Dan Collins wrote:
Apparently, for whatever reason, the master database server for enwiki got overloaded. This was following a few updates, which may have (I don't think they're sure yet) caused the problem. What actually happened was the database server had a large number of queries stuck in the 'statistics' status, leading to overload, leading to wiki down. Enwiki was set to read only, and the Almighty Tim, Patron Saint of Master Databases, arrived on the scene to heroically run the master-database switch script. The S1 (enwiki) master database was changed from db14 to db16, and db14 was removed from the slave rotation.
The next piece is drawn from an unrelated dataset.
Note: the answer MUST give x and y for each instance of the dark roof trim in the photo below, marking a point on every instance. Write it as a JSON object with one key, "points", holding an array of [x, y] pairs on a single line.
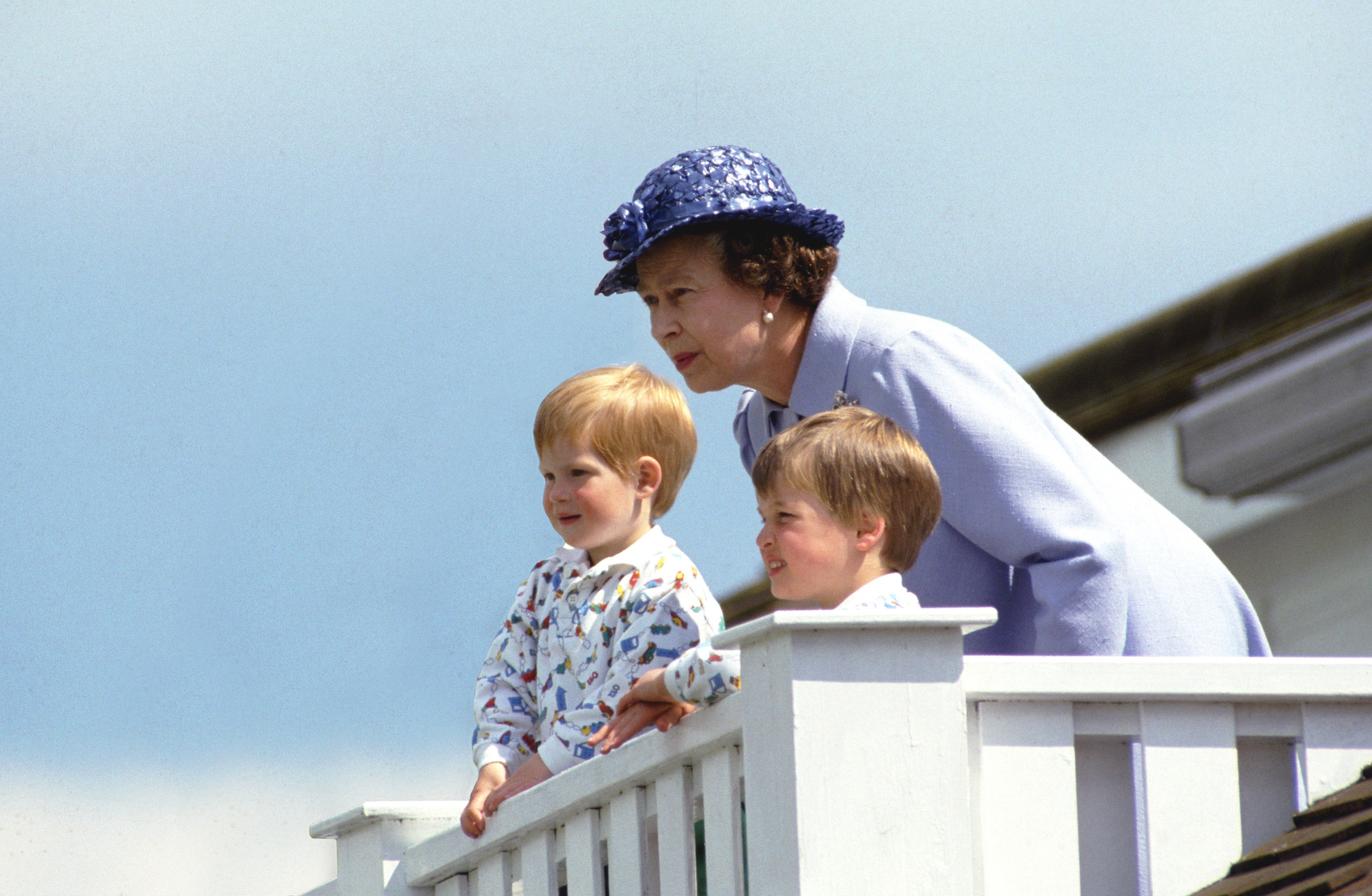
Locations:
{"points": [[1149, 368]]}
From what I understand, db14 will need a swift kick to the power button to make it all jolly and happy again.
Ah excellent, you did my summary post for me. :)
Lots of threads being in the "statistics" state seems to be MySQL's way of saying "I've fallen and I can't get up". It's unclear exactly what set it off, but basically nothing works well until you restart it.
At 52 minutes from start of event, this took us a bit longer than I'd like to resolve -- we had to percolate through a couple levels of alert calls. (Sorry to wake you up early Tim!)
A similar event in future should be fixable within a few minutes, thanks to Tim's work on making the master-switch system more foolproof. We're fixing up our internal documentation so all our site ops will now know how to run the database master switch script next time!
Only en.wikipedia.org was affected, other than a couple of minutes where we threw the whole site to read-only while figuring out what was going on.
-- brion